Rights Privacy – Google Executives Convicted in Italy
March 1, 2010
The Law Protecting Online Service Providers
Can an Online Service Provider be held liable for illegal activities that occur by users on their service? In the US, the Digital Millennium Copyright Act provides an exemption for ISPs who inadvertently provide the facilities which are used by others for infringement purposes. In Europe Directive 2000/31/EC (‘Directive on electronic commerce’) has a similar exemption for online service providers. Essentially, the resounding principle in both laws is that a service provider should not be in any way responsible when they were not aware of the fact of the infringement and when made aware they took steps to remove the content.
In further detail the Directive emphasises that there is no general obligation on Online Service Providers to monitor the content that they transmit or store (Art 15). For online service providers who are hosting content such as Google and their subsidiary service Youtube, they are specifically covered by Article 14.
This is generally how Google shields themselves from most claims but they are far from achieving complete international immunity, as last Wednesday, 3 of Google’s executives and an employee were held guilty of violating the Italian privacy code, leading to 6 month suspended prison sentences.
The Italian Case
According to the New York Times Italian prosecutors contended that “Google was negligent because it allowed a video of high school kids bullying a disabled classmate to stay on its Italian-language video service for two months in 2006”. Many comments were made regarding the post saying that it was “shameful […] should be taken down immediately”. It was not until Vivi Down, an association protecting persons with Down Syndrome, contacted the police, who then notified Google, that it was then almost immediately removed from Youtube.

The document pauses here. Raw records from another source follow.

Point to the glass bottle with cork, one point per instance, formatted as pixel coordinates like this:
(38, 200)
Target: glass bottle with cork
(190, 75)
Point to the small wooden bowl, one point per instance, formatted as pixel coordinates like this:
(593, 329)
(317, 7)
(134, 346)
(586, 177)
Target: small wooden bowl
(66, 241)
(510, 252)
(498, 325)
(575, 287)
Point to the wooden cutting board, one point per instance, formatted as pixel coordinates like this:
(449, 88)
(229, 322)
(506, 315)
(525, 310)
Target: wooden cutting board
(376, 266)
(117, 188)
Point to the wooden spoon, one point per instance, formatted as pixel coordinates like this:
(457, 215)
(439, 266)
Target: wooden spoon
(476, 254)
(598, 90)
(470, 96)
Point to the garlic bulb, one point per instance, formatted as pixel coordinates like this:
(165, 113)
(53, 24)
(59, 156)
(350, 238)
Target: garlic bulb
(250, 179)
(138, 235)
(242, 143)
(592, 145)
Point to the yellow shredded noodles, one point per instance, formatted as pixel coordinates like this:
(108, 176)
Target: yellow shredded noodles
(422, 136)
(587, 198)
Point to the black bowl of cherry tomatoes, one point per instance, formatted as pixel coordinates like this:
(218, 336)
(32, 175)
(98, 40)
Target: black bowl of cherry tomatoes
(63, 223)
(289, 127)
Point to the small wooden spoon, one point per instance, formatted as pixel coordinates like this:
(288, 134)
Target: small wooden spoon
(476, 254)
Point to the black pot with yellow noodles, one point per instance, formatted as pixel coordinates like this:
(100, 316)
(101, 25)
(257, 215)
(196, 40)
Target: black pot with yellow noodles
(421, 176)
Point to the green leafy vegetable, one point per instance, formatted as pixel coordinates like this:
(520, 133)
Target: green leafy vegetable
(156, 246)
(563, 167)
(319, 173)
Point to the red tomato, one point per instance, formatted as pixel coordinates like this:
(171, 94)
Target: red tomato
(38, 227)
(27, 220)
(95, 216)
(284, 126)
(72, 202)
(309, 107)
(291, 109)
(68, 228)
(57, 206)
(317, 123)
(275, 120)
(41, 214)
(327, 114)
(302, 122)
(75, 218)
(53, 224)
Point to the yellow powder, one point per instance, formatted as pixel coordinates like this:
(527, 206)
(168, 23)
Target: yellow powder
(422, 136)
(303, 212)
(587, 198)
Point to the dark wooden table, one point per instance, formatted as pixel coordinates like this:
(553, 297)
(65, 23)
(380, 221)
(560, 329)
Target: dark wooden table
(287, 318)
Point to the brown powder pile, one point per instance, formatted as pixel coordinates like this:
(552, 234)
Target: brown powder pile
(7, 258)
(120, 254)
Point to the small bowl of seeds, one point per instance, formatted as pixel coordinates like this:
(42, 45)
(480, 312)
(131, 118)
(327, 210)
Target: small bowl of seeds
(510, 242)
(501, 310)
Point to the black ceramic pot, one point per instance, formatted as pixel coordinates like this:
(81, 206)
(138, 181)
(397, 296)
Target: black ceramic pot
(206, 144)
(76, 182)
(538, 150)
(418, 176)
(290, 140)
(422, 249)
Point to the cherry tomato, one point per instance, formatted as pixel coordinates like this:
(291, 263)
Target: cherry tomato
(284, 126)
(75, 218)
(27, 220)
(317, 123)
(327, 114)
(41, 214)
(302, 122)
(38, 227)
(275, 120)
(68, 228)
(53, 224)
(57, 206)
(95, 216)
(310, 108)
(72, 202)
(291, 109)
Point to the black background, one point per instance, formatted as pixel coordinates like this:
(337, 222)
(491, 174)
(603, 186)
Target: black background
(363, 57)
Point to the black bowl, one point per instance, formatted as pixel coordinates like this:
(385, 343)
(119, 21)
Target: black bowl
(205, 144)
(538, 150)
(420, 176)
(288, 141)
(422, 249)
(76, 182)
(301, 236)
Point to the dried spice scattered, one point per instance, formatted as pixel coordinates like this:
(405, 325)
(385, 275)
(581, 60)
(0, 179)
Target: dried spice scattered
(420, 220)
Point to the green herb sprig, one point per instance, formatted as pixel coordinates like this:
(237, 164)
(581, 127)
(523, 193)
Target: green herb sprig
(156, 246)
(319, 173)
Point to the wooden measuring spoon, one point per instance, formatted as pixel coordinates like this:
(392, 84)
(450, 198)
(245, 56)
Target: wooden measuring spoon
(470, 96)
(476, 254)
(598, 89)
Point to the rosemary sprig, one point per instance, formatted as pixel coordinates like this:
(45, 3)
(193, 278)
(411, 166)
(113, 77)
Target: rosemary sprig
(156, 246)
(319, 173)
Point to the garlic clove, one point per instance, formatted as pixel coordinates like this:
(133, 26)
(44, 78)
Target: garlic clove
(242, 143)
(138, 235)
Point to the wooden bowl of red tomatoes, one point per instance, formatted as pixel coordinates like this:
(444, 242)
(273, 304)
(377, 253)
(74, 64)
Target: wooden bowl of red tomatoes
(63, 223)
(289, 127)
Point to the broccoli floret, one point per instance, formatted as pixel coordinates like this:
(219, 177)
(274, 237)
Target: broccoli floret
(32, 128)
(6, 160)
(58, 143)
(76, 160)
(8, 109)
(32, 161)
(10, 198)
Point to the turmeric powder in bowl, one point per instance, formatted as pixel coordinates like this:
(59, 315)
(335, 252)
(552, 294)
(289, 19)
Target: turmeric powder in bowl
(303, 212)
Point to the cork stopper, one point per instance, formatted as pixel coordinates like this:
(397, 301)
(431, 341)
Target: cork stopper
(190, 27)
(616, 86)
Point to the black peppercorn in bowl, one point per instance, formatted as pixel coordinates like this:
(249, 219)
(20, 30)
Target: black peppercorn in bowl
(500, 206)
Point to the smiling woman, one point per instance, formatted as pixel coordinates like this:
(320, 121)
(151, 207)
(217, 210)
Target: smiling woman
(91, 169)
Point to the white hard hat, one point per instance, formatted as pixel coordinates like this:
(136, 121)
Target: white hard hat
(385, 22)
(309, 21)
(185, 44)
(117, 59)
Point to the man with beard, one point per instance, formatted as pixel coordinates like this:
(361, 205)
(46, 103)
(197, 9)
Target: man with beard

In their official reaction to the convictions, Google has stated that they took down the video “within hours of being notified by the Italian police” (please see their blog post here). The question is whether any users made any complaints prior to the police take down request. The prosecutors do not seem to advance any substantial evidence on that point and have adduced that it is “reasonable to imagine” that requests were made by users for the video to be removed.
Were Google made aware of the content by other users prior to the police notification, then it is most probable that they would not be protected by Directive 2000/31/EC . However, this is an evidential point and it appears that we will have to wait a further 3 months before the judgment is published in order to read the actual motivations of the judge.
Google, in their official blog, have said that they found the decision ‘astonishing’ and that they are ‘deeply troubled by this conviction’. They have surmised that ‘common sense dictates that only the person who films and uploads a video to a hosting platform could take the steps necessary to protect the privacy and obtain the consent of the people they are filming’. With this reaction, Google abdicates any form of responsibility from having made this video accessible to the users and takes a somewhat dramatic view on the implications of this decision: “the Web as we know it will cease to exist”.
A way forward
Blanket impunity for transmitters of information, regardless of how innocent, could be seen as a somewhat untenable proposition. Responsibility is always relative to size and Google, as Times journalist said on Friday, has gone from being David to now Goliath. However, even Goliath can not be expected to review the 20 hours of video uploaded onto Youtube every minute for objectionable content. This would be an impossible and commercially debilitating task.
More pragmatically, it may be worthy for Youtube to add a button to their page templates where all users may bring such issues to Google’s attention. In the same way that the Child Exploitation and Online Protection Centre have convinced BeBo to have an alert button integrated into their site to protect children, Google itself could have a button added to its subsidiary’s site.
The down side is that this could encourage peer monitoring which could be misused by sectarian interests or for political purposes in certain countries. Nonetheless, it would be an important development to allow direct participation in the regulation of internet rather than facing what may be inevitable state or European intervention.
In this connection, it is not inconceivable to think of a case being brought against Italy to the European Court of Human Rights, intimating that the display of a disabled child being bullied is a form of degrading treatment is contrary to Article 3 of the European Convention of Human Rights. The result of which Italy could be held accountable for failing to fulfill its positive duties under that Article. Furthermore, the Charter of Fundamental Rights has been given legal force with the Treaty of Lisbon since December 2009, thereby a preliminary question may be posed to the European Court of Justice on the compatibility of Directive 2000/31/EC with EU fundamental rights.
With this in mind, taking a more pre-emptive and participatory approach to the internet should avoid the need for state intervention and edge us slowly away from the absolute libertarianism that has reigned over the internet to a model more reflective of society at large.
What do you think would be the right way to balance the competing interests of privacy of the individual and the responsibility of ISPs? We look forward to hearing your views.